WELCOME TO THE EXIT INTERVIEW!
April 11, 2023

Clean Pain

Clean Pain

 

As a part of the Black Educator Wellness Cohort, a program Dr. Ellie Cahill and I co-facilitate monthly for educators in the Denver Metro Area, we are reading, My Grandmother's Hands. The author talks about clean and dirty pain in one of the first few chapters. I won't be doing the description justice, but clean pain is suffering that you have decided to transform into something that brings you power that helps you and perhaps others. Dirty pain rots and festers inside of us, causing damage to ourselves and those around us.  

I reflect on my journey from dirty to clean pain when thinking about this podcast and my recent episode. While experiencing racism-related stress and what I now know as racial battle fatigue, I couldn't see up from down. All I wanted to do was to stop crying in my car on the way to work, to stop yelling at my husband, and to stop hiding from my friends. I just wanted to be free. It was a long journey from October 2017, when I began to experience mobbing from White parents, educators, and administrators, to May of the following year, when I threw my work i.d. in the trash in front of the school, not having a backup plan or enough savings to get my family and me through even of a month without income. My battle with dirty pain was real. The bitterness and exhaustion had become a thick callous formed over my soul. 

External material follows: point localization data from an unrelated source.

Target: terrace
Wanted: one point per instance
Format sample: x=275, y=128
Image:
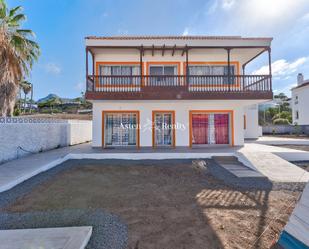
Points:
x=143, y=84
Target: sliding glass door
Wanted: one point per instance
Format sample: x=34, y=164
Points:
x=120, y=129
x=163, y=132
x=210, y=128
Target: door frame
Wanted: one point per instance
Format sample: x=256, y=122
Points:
x=231, y=122
x=173, y=130
x=120, y=112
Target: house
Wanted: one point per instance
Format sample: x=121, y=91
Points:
x=167, y=91
x=300, y=101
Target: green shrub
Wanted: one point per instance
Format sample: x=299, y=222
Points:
x=16, y=112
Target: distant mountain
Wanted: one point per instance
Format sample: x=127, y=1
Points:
x=52, y=96
x=48, y=97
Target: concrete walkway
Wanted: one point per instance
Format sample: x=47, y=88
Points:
x=272, y=140
x=47, y=238
x=268, y=160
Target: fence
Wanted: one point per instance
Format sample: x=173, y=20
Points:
x=22, y=136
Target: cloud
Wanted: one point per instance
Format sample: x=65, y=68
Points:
x=80, y=86
x=52, y=68
x=283, y=68
x=228, y=4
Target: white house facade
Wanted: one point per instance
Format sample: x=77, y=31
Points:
x=300, y=101
x=170, y=91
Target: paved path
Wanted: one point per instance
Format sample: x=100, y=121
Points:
x=47, y=238
x=272, y=140
x=263, y=158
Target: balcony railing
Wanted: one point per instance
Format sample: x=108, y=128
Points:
x=192, y=83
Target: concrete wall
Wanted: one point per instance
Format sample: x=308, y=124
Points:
x=300, y=103
x=252, y=122
x=181, y=108
x=286, y=129
x=19, y=135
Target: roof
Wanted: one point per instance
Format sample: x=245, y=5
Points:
x=182, y=37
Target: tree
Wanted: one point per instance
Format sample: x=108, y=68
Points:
x=17, y=55
x=26, y=87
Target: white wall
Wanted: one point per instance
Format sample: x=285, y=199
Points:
x=40, y=136
x=181, y=108
x=301, y=105
x=252, y=122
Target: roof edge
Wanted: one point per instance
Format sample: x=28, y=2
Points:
x=187, y=37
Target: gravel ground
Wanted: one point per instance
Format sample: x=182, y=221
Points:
x=163, y=204
x=108, y=230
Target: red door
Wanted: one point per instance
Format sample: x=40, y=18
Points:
x=210, y=128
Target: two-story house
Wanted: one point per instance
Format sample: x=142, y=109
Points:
x=167, y=91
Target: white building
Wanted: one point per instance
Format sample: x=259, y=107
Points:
x=300, y=101
x=167, y=91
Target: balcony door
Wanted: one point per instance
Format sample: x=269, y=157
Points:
x=162, y=75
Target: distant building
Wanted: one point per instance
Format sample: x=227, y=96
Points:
x=300, y=101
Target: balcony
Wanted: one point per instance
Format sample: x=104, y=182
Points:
x=149, y=87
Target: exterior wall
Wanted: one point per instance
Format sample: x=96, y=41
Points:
x=300, y=105
x=211, y=56
x=23, y=136
x=181, y=108
x=252, y=128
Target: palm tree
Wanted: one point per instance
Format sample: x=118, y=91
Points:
x=26, y=87
x=17, y=55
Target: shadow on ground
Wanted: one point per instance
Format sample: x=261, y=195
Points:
x=164, y=203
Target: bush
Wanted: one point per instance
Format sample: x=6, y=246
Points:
x=16, y=112
x=281, y=121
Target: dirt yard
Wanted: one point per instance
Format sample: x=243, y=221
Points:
x=171, y=206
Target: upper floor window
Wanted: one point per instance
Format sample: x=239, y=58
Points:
x=221, y=71
x=211, y=70
x=124, y=70
x=162, y=75
x=163, y=70
x=108, y=75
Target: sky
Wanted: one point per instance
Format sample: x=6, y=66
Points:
x=61, y=25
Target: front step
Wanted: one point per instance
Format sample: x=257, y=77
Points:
x=232, y=164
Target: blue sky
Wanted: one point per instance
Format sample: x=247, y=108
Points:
x=61, y=25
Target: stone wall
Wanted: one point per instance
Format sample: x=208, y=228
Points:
x=22, y=136
x=286, y=129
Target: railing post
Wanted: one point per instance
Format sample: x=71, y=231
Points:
x=86, y=68
x=229, y=67
x=141, y=51
x=269, y=65
x=187, y=66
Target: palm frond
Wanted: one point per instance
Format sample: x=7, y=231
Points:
x=14, y=11
x=3, y=9
x=15, y=21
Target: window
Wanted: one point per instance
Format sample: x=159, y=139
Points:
x=163, y=128
x=210, y=70
x=108, y=74
x=165, y=75
x=120, y=129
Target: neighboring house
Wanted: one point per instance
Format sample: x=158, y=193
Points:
x=167, y=91
x=300, y=101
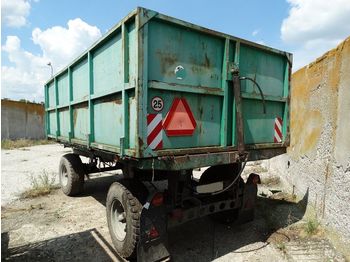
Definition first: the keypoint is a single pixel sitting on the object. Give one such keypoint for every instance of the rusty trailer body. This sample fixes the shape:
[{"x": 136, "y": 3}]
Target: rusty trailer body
[{"x": 158, "y": 97}]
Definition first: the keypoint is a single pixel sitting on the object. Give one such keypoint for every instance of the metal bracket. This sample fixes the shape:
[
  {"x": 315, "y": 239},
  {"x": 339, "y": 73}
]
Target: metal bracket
[{"x": 239, "y": 114}]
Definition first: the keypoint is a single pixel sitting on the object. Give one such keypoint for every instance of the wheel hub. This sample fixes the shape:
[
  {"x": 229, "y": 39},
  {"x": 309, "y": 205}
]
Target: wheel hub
[{"x": 118, "y": 219}]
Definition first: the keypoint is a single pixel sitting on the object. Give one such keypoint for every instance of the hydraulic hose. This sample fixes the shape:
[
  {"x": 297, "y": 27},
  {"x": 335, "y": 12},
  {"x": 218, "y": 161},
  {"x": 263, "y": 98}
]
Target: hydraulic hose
[{"x": 260, "y": 90}]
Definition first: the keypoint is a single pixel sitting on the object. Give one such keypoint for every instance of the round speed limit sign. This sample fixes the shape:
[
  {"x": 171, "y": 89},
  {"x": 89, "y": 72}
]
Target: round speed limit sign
[{"x": 157, "y": 103}]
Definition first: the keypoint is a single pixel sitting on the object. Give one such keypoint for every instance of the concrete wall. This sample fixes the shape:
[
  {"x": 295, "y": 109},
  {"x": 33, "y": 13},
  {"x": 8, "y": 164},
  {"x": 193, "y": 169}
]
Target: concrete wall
[
  {"x": 319, "y": 153},
  {"x": 22, "y": 120}
]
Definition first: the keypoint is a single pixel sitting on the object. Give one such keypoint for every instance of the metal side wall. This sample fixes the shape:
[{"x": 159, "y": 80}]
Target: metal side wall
[
  {"x": 92, "y": 102},
  {"x": 205, "y": 82}
]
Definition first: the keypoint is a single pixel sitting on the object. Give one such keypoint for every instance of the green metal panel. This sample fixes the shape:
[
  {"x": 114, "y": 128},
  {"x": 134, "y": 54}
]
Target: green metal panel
[
  {"x": 53, "y": 123},
  {"x": 63, "y": 89},
  {"x": 199, "y": 54},
  {"x": 51, "y": 95},
  {"x": 132, "y": 54},
  {"x": 103, "y": 98},
  {"x": 108, "y": 66},
  {"x": 64, "y": 122},
  {"x": 108, "y": 120},
  {"x": 132, "y": 123},
  {"x": 80, "y": 80},
  {"x": 81, "y": 121}
]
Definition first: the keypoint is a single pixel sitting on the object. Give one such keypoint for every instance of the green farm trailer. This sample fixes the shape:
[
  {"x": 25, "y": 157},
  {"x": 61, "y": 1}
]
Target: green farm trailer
[{"x": 158, "y": 97}]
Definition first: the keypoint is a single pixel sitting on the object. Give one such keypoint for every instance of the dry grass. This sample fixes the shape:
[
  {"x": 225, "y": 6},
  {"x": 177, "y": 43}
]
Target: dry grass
[
  {"x": 12, "y": 144},
  {"x": 311, "y": 226},
  {"x": 41, "y": 185}
]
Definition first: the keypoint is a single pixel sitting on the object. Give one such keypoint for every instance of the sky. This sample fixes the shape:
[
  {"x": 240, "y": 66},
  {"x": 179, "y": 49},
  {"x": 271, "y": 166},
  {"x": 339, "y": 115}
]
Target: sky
[{"x": 37, "y": 32}]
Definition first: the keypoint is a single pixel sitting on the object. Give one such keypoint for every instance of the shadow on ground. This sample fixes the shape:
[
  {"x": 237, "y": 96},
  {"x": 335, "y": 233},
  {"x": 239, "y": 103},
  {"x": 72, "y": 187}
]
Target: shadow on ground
[
  {"x": 198, "y": 240},
  {"x": 83, "y": 246}
]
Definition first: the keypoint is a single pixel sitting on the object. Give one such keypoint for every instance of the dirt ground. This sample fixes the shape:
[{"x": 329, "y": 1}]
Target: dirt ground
[{"x": 61, "y": 228}]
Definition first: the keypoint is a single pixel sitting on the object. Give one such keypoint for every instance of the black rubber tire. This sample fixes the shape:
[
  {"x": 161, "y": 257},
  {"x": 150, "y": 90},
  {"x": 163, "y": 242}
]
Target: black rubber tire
[
  {"x": 71, "y": 163},
  {"x": 132, "y": 207}
]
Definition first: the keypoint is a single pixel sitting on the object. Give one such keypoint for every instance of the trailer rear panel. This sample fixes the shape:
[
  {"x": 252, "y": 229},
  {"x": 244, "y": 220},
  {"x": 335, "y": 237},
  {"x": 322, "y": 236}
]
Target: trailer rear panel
[{"x": 156, "y": 86}]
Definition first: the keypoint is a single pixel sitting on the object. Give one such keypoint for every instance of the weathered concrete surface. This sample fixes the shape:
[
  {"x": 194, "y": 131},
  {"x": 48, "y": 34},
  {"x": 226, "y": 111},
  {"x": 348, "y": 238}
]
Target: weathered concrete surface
[
  {"x": 22, "y": 120},
  {"x": 318, "y": 158}
]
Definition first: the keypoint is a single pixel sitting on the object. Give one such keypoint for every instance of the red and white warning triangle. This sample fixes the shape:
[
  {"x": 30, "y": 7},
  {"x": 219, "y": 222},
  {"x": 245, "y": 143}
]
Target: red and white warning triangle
[{"x": 179, "y": 121}]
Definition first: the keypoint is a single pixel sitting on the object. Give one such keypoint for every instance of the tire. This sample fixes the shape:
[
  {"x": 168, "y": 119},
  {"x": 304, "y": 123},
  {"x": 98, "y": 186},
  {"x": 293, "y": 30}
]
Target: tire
[
  {"x": 71, "y": 174},
  {"x": 123, "y": 215}
]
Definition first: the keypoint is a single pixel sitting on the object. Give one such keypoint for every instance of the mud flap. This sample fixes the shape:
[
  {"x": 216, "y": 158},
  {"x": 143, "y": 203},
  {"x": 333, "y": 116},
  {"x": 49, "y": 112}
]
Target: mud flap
[
  {"x": 153, "y": 248},
  {"x": 250, "y": 192}
]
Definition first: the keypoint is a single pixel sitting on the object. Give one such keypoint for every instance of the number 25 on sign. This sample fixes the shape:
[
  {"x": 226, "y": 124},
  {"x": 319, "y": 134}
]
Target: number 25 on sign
[{"x": 157, "y": 103}]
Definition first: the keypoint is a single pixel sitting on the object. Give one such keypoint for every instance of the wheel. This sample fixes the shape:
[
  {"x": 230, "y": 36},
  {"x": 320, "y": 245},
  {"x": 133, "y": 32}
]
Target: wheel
[
  {"x": 71, "y": 174},
  {"x": 123, "y": 215}
]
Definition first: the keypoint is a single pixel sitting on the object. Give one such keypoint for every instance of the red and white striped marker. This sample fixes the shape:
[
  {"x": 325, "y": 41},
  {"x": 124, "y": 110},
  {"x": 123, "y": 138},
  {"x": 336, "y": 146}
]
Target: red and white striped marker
[
  {"x": 154, "y": 131},
  {"x": 278, "y": 130}
]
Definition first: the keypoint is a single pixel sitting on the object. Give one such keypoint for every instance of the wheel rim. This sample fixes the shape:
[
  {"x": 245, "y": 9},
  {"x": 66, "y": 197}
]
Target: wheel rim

Even after leaving teaching, I found it difficult, at first, to drive past the last school where I taught. For those who've experienced pushout, you may know what I'm talking about. I couldn't stand the sight of it. Even words that my former administrators used, like "chat," as in, let's have a chat so that I can cause you more racial battle fatigue, were erased from my vocabulary. In those early days, I felt like I needed the callous made of rage and grief. I wanted it there so that I didn't forget the harm.

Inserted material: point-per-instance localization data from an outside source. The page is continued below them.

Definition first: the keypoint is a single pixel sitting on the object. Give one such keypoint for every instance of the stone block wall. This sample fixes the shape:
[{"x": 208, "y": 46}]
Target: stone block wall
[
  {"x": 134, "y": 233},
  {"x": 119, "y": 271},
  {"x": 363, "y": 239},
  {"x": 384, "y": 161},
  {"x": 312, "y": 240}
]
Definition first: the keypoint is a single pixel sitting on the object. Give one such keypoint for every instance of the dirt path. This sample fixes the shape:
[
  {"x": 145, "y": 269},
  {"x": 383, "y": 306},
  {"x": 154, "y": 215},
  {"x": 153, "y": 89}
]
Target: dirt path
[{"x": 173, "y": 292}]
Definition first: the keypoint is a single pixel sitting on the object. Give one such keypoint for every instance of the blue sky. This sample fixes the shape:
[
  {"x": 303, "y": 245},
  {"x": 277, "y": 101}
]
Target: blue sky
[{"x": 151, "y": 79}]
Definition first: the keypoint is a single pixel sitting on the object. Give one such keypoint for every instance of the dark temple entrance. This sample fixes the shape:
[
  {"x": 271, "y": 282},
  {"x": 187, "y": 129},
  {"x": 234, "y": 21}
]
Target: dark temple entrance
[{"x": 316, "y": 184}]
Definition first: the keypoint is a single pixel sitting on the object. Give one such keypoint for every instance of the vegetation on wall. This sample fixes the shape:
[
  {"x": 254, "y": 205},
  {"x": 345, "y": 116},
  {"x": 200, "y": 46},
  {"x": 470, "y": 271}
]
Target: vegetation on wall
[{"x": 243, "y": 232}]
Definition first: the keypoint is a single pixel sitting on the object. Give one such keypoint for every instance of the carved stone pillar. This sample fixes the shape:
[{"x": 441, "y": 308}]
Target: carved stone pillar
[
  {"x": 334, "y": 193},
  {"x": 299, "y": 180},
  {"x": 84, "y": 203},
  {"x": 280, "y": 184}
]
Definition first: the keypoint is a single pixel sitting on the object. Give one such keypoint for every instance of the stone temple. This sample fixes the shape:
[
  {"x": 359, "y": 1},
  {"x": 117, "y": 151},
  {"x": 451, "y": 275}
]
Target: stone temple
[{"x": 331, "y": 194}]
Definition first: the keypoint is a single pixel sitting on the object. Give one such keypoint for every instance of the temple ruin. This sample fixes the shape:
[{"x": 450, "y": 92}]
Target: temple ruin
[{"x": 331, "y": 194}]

Eventually, things began to change. After deciding to seek out an exit interview with the superintendent of that district, I knew that I wanted more Black educators across the country to tell their stories. I wasn't the only one who had experienced abuse.   However, to do that, I had to decide to shift my pain. I don't want to lie to you and say that I was suddenly transformed as I walked out of the superintendent's office. That shit took time. I will say that I could see, with clarity, the mission that evolved from my experience. My pain wasn't so dirty anymore, the callous not so hard.  

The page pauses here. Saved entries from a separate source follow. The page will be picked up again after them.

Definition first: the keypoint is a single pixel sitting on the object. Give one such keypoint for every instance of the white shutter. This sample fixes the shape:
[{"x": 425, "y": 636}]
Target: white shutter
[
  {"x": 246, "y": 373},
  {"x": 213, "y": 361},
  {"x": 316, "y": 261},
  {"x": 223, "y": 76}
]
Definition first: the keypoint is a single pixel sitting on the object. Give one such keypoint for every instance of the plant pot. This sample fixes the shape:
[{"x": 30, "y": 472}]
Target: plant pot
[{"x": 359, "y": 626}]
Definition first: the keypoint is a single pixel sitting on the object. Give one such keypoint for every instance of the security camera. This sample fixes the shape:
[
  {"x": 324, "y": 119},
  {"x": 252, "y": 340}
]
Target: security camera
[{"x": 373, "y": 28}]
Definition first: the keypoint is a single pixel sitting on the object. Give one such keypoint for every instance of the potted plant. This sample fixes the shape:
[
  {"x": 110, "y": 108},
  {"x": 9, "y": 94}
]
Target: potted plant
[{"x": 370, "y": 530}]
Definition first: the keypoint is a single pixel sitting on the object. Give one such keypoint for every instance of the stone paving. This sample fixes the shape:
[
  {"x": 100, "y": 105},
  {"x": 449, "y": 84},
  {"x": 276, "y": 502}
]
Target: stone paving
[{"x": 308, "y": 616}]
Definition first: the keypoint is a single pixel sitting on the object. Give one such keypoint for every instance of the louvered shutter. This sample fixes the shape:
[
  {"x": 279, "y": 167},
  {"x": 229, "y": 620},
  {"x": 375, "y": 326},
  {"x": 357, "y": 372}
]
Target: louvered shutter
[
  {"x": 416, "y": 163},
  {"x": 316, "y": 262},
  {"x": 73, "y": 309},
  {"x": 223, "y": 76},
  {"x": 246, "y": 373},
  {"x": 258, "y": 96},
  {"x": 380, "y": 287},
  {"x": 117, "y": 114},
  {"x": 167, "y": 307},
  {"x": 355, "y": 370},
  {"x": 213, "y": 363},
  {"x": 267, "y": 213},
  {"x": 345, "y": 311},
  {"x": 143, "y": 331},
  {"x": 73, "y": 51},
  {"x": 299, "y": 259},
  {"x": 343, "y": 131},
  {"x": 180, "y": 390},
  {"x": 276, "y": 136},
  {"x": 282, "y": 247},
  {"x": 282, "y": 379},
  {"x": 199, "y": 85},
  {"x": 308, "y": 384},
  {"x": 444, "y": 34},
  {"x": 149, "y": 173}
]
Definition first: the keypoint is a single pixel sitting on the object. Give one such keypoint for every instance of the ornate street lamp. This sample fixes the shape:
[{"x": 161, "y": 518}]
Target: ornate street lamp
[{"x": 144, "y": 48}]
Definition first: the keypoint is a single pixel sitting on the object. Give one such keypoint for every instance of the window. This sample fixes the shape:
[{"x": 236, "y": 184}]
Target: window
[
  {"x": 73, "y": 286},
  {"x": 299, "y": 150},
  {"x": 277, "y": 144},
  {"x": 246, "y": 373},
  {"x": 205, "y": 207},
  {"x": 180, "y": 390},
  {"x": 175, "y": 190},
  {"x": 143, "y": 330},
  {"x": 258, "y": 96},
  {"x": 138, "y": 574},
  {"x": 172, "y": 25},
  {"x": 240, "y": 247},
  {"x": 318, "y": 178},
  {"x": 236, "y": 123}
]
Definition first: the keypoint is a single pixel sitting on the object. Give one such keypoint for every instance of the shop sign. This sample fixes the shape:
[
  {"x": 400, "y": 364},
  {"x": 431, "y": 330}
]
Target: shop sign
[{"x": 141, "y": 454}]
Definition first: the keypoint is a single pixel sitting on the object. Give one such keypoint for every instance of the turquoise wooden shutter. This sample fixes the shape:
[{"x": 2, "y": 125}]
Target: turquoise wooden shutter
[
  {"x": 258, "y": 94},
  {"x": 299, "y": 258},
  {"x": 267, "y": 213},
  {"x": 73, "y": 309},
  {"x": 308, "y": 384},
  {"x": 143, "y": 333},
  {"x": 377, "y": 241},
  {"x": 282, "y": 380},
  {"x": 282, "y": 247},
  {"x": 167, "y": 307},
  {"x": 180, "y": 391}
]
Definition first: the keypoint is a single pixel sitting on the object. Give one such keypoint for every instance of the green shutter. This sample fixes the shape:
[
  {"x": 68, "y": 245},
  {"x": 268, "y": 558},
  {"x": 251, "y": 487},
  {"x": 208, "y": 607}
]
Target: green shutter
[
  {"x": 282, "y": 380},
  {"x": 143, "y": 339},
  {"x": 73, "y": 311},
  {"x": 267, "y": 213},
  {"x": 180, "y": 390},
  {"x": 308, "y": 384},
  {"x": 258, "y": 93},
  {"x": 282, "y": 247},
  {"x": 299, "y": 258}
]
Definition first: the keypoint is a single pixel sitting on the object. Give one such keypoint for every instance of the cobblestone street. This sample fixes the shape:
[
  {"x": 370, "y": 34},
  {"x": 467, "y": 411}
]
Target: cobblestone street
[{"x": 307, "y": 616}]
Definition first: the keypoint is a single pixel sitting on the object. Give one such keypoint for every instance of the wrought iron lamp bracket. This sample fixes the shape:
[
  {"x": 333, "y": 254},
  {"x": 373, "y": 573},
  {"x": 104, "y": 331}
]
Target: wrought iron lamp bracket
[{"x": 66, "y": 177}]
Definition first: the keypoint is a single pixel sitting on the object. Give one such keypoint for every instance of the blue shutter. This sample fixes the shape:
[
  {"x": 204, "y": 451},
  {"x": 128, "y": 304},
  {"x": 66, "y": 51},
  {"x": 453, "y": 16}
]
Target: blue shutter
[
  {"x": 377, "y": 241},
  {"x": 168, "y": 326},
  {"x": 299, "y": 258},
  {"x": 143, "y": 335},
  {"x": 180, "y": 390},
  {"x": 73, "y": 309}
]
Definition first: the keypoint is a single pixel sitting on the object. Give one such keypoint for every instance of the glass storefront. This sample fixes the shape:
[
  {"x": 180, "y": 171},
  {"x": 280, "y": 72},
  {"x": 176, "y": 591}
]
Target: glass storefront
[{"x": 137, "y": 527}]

Twenty episodes later, I told our audience some of my exit interview. I admit I rarely go back and listen to guest episodes. I still cringe at my voice, but this time I had to. I felt obligated to hear myself out. Do you know what I heard? Clean pain. I could hear the joy in my voice. I knew my why and felt good about it. The district that I left no longer had a hold on me. Hearing myself in that episode confirmed that I was indeed free. I had found and was living in my purpose. The podcast, the Black Educator Wellness Cohort, my consulting firm, and my doctorate all birthed out of my decision to transform my pain.  

For those of you reading this, who experience or have experienced racism-related stress and the subsequent racial battle fatigue that "blows through" our bodies as a result,  know that clean pain is real. And if you let it, the pain will heal.